Infostealers now target OpenClaw directly. Hudson Rock detected a Vidar-variant infostealer exfiltrating openclaw.json containing gateway tokens, device.json containing cryptographic keys, and soul.md containing agent behavioral instructions. A stolen gateway token lets an attacker connect to the victim's local OpenClaw instance remotely or masquerade as the client. Hudson Rock described this as the transition from stealing browser credentials to harvesting the souls of personal AI agents.
The malicious skills supply chain is already active. The OpenSourceMalware team documented a campaign where malicious skills bypass VirusTotal scanning by hosting malware on lookalike OpenClaw websites, using the skills as decoys. OpenClaw partnered with VirusTotal to scan uploads, but attackers adapted immediately. A separate supply chain attack hit Cline users by secretly installing OpenClaw through a vulnerability disclosed by security researcher Adnan Khan.
Why Enterprises Should Care Even If They Did Not Deploy It
Cisco's Talos team tested OpenClaw and confirmed that malicious skills can execute data exfiltration via silent curl commands to external servers, conduct prompt injection to bypass safety guidelines, and do it all without user awareness. Employees installing OpenClaw on corporate devices and connecting it to Slack, SharePoint, email, or any API create a covert data-leak channel that bypasses traditional DLP, proxies, and endpoint monitoring.
The platform stores API keys, OAuth tokens, and conversation history in accessible locations. Kaspersky notes these configurations violate regulatory requirements across multiple frameworks including the EU AI Act and NIST AI RMF.

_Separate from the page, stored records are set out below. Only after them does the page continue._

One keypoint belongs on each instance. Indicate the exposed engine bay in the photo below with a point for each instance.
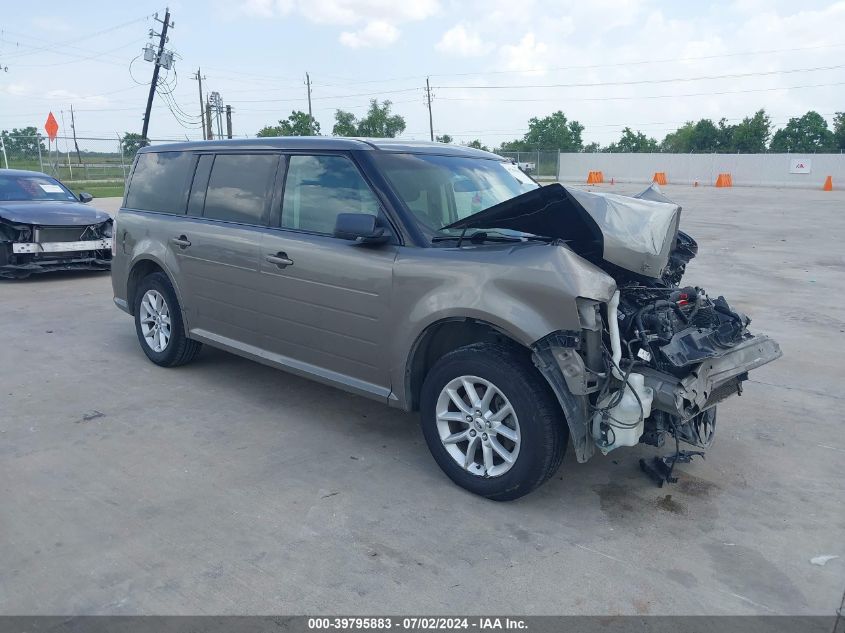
(33, 248)
(654, 361)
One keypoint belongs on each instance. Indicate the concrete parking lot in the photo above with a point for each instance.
(227, 487)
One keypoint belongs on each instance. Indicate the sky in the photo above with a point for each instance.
(492, 64)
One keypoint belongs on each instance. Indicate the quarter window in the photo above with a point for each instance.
(318, 188)
(240, 187)
(159, 181)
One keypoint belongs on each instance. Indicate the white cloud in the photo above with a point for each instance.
(377, 34)
(380, 18)
(47, 23)
(459, 41)
(528, 55)
(344, 12)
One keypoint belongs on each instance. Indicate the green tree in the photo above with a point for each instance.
(23, 143)
(554, 132)
(551, 132)
(379, 122)
(345, 124)
(679, 141)
(633, 142)
(839, 131)
(808, 133)
(297, 124)
(703, 136)
(751, 136)
(132, 142)
(477, 145)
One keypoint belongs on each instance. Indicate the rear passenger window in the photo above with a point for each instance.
(240, 187)
(159, 181)
(196, 200)
(318, 188)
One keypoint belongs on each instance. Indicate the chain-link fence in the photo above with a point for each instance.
(84, 162)
(540, 164)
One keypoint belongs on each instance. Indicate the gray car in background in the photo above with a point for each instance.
(515, 318)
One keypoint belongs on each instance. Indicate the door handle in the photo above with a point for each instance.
(280, 259)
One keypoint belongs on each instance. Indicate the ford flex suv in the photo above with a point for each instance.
(517, 319)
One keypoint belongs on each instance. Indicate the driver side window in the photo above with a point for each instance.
(318, 188)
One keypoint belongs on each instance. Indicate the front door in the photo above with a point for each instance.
(216, 250)
(326, 301)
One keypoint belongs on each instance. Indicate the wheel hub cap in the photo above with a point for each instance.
(478, 426)
(155, 320)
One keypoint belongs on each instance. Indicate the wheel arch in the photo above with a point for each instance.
(143, 267)
(441, 337)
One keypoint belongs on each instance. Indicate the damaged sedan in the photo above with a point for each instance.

What Makes This Different from Typical Shadow IT
Traditional shadow IT risks involve unauthorized SaaS apps or personal devices. OpenClaw is an autonomous agent with shell access, file system control, and broad OAuth permissions operating on your corporate network, connected to your production systems, with no built-in access controls, audit trails, or security boundaries. Its own documentation states there is no perfectly secure setup.
As Cisco's analysis concluded: AI agents with system access can become covert data-leak channels that bypass traditional data loss prevention.
The Defensive Playbook
Detect installation by monitoring for OpenClaw onboarding commands, ClawHub skill installations, and associated processes. Block network traffic to domains associated with OpenClaw and monitor API calls to LLM providers. Scan file systems for OpenClaw installation directories, configuration files, and persistence items. Hunt for AI service API keys in environment variables or config files.
Treat personal AI agents as unauthorized privileged software. Add OpenClaw explicitly to your prohibited software list and communicate the policy. This is not about banning AI tools. It is about banning unsanctioned autonomous agents with root-level access to your infrastructure.
Sam Altman announced on February 15 that OpenClaw's founder is joining OpenAI and the project will move to a foundation with OpenAI support. That may improve security long-term. But the 135,000 exposed instances running today will not patch themselves. Your employees may already be running it. The question is whether your security team discovers it through a detection alert or a breach notification.